Now whether anyone can actually type that fast without a proper keyboard with moving parts is another matter. However part of the problem might be that what little feedback mechanism there is can't keep up.
Isn't this Microsofts standard model? Bloated code and wait for the hardware to catch up?
Wintel was a great little civil partnership, each drove the others business. However now Microsoft are also seeing other people, they (Microsoft) can't drive the show so much anymore. Their new Beaus have other things to consider like power draw etc. So Microsoft has to flirt again, not be the demanding Alpha partner.
I just don't see Ballmer or any of his team as the chocolates and flowers gang. I think they are more of the "Right, bend over..." mindset.
-- "However now Microsoft are also seeing other people, they (Microsoft) can't drive the show so much anymore. Their new Beaus have other things to consider like power draw etc."
There's a large irony here with the whole Nokia business. Microsoft thought - or assumed - that Nokia understood about power consumption issues on smartphones. They've now discovered that Nokia don't understand. It was *Symbian* who understood. And Nokia and Symbian were not actually the same company.
The last time I tried typing while somewhat drunk, it felt as though the keys weren't getting hit when I wanted them to be. It came out all right, though. (What I was writing may have been less than ideal, however.)
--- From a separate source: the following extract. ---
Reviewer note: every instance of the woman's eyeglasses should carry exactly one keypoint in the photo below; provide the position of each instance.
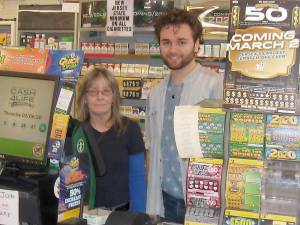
(95, 92)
I'm now using a desktop touchscreen, and if I stroke a stylus across the screen, the on-screen pointer follows about 2 cm behind. If I stop, it catches up. There is a lag, and it makes using the screen a less natural act - like being drunk - but I can live with it.
They've got it all wrong
Forget latency on touch screens - I want a tablet that does what I want it to before I've fully comprehended the thought that came into my head.
"Ah that's just what I was about to want it to do."
MS drops Metro and goes with the interface in this clip. You can still call up the Desktop by drawing it all with your finger.
looking forward to this happening
And even with the super fast response time when your windows bloated tablet needs a fan and is still hot to the touch in your lap it will fail ala the Kin, Zune, WP7, etc.
I havent read theRegister much over the last couple of years, mainly i've been to busy good to see the anti microsoft troll are still trolling around.. no doubt if this was research by apple or google you'd all be going ooooh wow this is so clever OMG and other girlie things like that. you sound like a bunch of bitter old women!
"Microsoft simulates one millisecond latency in the following video, but doesn't have the technology to make it happen".
So, nothing changes at Microsoft.
Too much caffeine this morning?
Tech company research department does tech research, identifies problem that might need solving, but will take years. Seems nothing wrong with that, so why all the negative comments?
As happens, I doubted this 100ms figure (as did some above), so dug out my iPad 1. Admittedly not the fastest now, but good enough to check with.
What I found is that I don't move my finger that fast. If I do, then I get that kind of lag. So do I not move it that fast because I don't want to, or because lag has trained me not to?
Anyway faster would obviously be better, but screen refresh rates are going to have to improve an awful lot. Plus pushing all that extra data from GPU to screen isn't trivial.